Canadian Forest Service Publications

Placing forestry in the assisted migration debate. 2012. Pedlar, J.H.; McKenney, D. W.; Aubin, I.; Beardmore, T.; Beaulieu, J.; Iverson, L.; O'Neill, G.A.; Winder, R. S.; Ste-Marie, C. BioScience 62:835-842.

Year: 2012

Available from: Great Lakes Forestry Centre

Catalog ID: 34149

Language: English

CFS Availability: PDF (request by e-mail)
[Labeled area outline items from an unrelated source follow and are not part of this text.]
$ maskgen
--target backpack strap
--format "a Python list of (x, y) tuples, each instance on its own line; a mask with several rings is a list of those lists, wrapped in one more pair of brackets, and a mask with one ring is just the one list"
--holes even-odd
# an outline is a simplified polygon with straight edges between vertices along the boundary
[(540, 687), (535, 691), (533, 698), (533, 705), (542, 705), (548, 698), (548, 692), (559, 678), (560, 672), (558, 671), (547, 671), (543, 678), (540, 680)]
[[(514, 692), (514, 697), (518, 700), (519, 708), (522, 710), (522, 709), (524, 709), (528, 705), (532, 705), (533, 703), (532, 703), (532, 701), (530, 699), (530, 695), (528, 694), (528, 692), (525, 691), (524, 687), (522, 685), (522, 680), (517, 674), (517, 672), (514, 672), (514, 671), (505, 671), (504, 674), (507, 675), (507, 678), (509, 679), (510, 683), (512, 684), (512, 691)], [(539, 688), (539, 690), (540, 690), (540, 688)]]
Available from the Journal's Web site.
DOI: 10.1525/bio.2012.62.9.10

† This site may require a fee.

Abstract

Assisted migration (AM) is often presented as a strategy to save species that are imminently threatened by rapid climate change. This conception of AM, which has generated considerable controversy, typically proposes the movement of narrowly distributed, threatened species to suitable sites beyond their current range limits. However, existing North American forestry operations present an opportunity to practice AM on a larger scale, across millions of hectares, with a focus on moving populations of widely distributed, non threatened tree species within their current range limits. Despite these differences (and many others detailed herein), these two conceptions of AM have not been clearly distinguished in the literature, which has added confusion to recent dialogue and debate. Here, we aim to facilitate clearer communication on this topic by detailing this distinction and encouraging a more nuanced view of AM.